Cris Cleen is a tattooer I had never met but upon seeing his work, in a nice Vimeo short profile on him on my daily go-to tattoo news site needlesandsins.com, it was maybe a love at first sight feeling, but not necessarily for the man, as I didn’t know him, and really, am old enough to be his mother, but for his incredible tattoos. I’d say for me, he is the tattoo artist equivalent of Anais Nin (sorry I don’t know how to make an umlaut) one my very favorite authors – and Henry Miller – the infamous duo who brought erotic fiction and first person accounts of sex into the world of real literature, writing boldly without shame or judgement – treating sexuality as art, which is what it truly is and how I live my days in this body I have been blessed with and one that provides me seemingly endless delight.
Cleen’s work, especially tattooing the erotic imagery that he’s been working to perfection on me for the last few days could have leapt right from the pages of “Delta of Venus” or “Henry and June”, or the more rare and perverse stroke books I have in my collection, like a first edition copy of ‘Deviant Desires’, writings about and more importantly, illustrations of flat chested flapper sylphs, lithe legs and straight backs with soft tummies and plush fleshy arms, engaged in activities that would violently tousle their perfectly shaped and glossy helmet like bobbed hairdos.
Louise Brooks is echoed a lot in Cris’ work on me. She’s my feminine ideal, as I’d like to both fuck her and be her, and I have had the good fortune of having lovers who bear a striking resemblance to her, and also have used her classic, enduring and essential film “Pandora’s Box” as sort of a Thomas guide for my whole sex life. Her sexual terrorism targeting both sexes and taking as many prisoners as possible is what I dream to achieve some day along with finishing the infamous motorcycle rally from Paris to Dakar entirely on a motorcross bike. I’ll do both, perhaps at the same time.
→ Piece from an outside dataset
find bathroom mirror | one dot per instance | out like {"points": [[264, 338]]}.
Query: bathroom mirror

Lulu as a character was a revelation. Her sex life and easy enslavement of all her conquests is what I aspire too. And it’s never too late for me. Perhaps Cris placed these talismans on me to help me on my journey for world peace, or really world piece. A piece of everyone’s ass in the whole world. That’s what I would like. Cris cleen is so fucking great. The careful constructs of his imagery, the scale and placement and line and color speaks to me like once-in-a-lifetime lover. There is an orange red that seems to appear in most of his tattoos, and I don’t know whether he mixes this color himself, but it’s unique and compelling and bright and lurid and innocent all at same time.
The tattoos I wanted from him badly enough that I sat longer than I have ever done in the past, as I needed them to be finished, loving the work so much I couldn’t bear to leave any of it incomplete. I can now say I have 3 fine pieces from cris in my every growing and illustrious and glorious and famed tattoo collection, and that is a sizeable percentage. And the fact that he did them all in 3 sessions, without my usual crutches of topical lidocaine concoctions, the methodone that serves as the stand in for the prodigious endorphins that tattooing releases into my bloodstream, which won’t come if I have been tattooed too often, which is happening lots lately, says a lot for his light hand, his rotary machine and his lightning fast ability to emblazon masterpieces on living skin without brutalizing it.
Saved Tattoo is in Brooklyn is where Cris Cleen can be found, owned by former wonderful tattooer of mine who I am desperately trying to get another appointment with, who is busy as hell with a long waiting list, Chris O’Donnell. Ah- Chris O’Donnell – my skin burns for more of his artistry laid under it. I will be spending lots of time at Saved Tattoo, which is quickly becoming my east coast Memoir Tattoo/American Electric. You guys got some good stuff going on in Brooklyn. I am so happy be here. Thanks Cris, and Chris – I will see you soon.